Since another series of police stings targetting cyclists on the Wiggle last fall , SFBC Executive Director Leah Shahum has been working closely with the San Francisco Police Department on its goal of focusing traffic enforcement resources on intersections with the most collisions, none of which include the Wiggle (the SFPD’s Focus on the Five initiative pledges traffic enforcement resources to the five most dangerous intersections in each police district and the five most dangerous traffic violations).
On Wednesday night, Shahum was even at the Police Commission hearing discussing the issue, and she says that Police Chief Greg Suhr and other top brass in the department have offered their assurances that such arbitrary stings on the Wiggle weren’t a good use of SFPD resources.
After recent hearings on how SFPD officers have refused  to give citations to motorists who hit cyclists, Suhr and the department have also pledged to do so. But Shahum said she also heard from a cyclist on Bike to Work Day who was the victim of a hit-and-run by an impatient, road-raging motorist on 18th Street, and he told her that police refused to take a report even though he took down the license plate number.
Shahum said she’s disheartened by that story and those of the half-dozen cyclists she heard from who were ticketed on the Wiggle for not coming to a complete stop at a stop sign on the Wiggle.
“I’m not confident the commitments from the chief and the commission are making it down to the officers. They are still pursuing very outdated traffic enforcement policies,” Shahum told us.
Shahum said she spoke to Capt. Greg Corrales, whose Park Station precinct includes the Wiggle, and Cmndr. Mikail Ali, who heads traffic enforcement, and both said they had no knowledge of any enforcement stings on the Wiggle. We left a message for SFPD spokesperson Albie Esparza, and we’ll update this post if and when we hear back. [UPDATE 5/12: Esparza just told us these citywide traffic enforcement officers were there based on citizen complaints about people running stop signs, but that the timing on BTWD wasn’t intentional: “It was a random thing they happened to be there that day.” He also noted that just 1 percent of traffic citations from April went to cyclists, and 93 percent to motorists, but he said officers can't ignore traffic violations. "We cannot say as an agency do not cite pedestrians, do not cite bicyclists, that would be selective enforcement," he said, while also agreeing that if officers that day on the Wiggle ignored motorist violations to focus on cyclists, that would also be selective enforcement."]
One of the cyclists ticketed on the Wiggle yesterday wrote this account to Shahum: “I suspect you will be hearing from a lot of cyclists in the next few days regarding the 2 cops who decided to hang out at Waller and Steiner Sts. yesterday to nail riders ‘running the stop sign.’ I was there at 4:51pm yesterday and I approached that intersection as I always do everyday braked with my right hand and signaled with my left arm to make that left turn onto Waller.
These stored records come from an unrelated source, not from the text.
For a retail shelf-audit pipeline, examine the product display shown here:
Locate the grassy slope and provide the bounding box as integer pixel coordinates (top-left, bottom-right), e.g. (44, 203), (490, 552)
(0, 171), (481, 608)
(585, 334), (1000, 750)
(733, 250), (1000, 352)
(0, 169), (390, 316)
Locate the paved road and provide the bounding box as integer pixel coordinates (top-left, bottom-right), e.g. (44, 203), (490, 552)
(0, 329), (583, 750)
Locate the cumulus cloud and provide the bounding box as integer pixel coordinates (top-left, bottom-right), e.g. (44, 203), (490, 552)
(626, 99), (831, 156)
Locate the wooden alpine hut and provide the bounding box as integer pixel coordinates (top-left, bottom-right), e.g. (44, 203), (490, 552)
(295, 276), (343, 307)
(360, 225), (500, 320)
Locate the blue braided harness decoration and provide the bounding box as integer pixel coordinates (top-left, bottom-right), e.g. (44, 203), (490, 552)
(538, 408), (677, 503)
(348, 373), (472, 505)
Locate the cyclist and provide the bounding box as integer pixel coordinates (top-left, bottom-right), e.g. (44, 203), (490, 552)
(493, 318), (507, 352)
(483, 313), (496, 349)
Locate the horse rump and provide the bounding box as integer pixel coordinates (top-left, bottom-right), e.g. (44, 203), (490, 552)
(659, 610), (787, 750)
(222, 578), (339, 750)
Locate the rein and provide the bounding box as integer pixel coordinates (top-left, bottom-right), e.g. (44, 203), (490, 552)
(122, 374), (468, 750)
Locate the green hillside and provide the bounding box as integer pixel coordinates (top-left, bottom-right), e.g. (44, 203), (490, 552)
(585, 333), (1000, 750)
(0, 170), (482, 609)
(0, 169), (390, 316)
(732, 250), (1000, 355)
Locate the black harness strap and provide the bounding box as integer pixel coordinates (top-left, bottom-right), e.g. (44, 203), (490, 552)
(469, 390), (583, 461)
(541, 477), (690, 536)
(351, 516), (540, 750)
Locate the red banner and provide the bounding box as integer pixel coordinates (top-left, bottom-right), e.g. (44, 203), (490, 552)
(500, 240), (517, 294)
I know for a fact I stopped as there was a car opposite me heading south on Steiner and I had to make sure which direction it might go. Once I made my left turn, there to greet me was a man in blue telling me to stop and present my driver’s license to him. He said that I failed to stop and I quote ‘your pedals were still moving at the stop sign.’... So, a great 20th anniversary of bike to work day turned out to be a real downer for myself and I would guess for dozens more of riders. What a scheme to do this on a bike to work day with so many more riders out there.”
At the Bike to Work Day rally outside City Hall yesterday morning, where a broad cross-section of local political leaders and city officials spoke after riding their bikes to the event, Chief Suhr talked about the importance of making the streets safer for pedestrians and cyclists: “We are all in this together. Under the leadership of the mayor and the supervisors, all the department heads, we are committed to Vision Zero that in 10 years there are no fatalities in San Francisco.”
Mayor Lee, who also rode to work, said: "I was proud to celebrate the 20th anniversary of Bike to Work Day by riding this morning from my neighborhood, Glen Park, accompanied by a growing number of bike commuters, including families, who are taking advantage of the benefits of a fun, healthy, affordable way to move around our City. With innovative bikeways like the new contraflow bike lane on lower Polk Street that connects Market Street to the Tenderloin and City Hall, we continue to improve and enhance our City’s bike network to connect our residents, neighborhoods, and businesses. But in order to do even more to make our streets safe, we must invest in our aging transportation infrastructure.”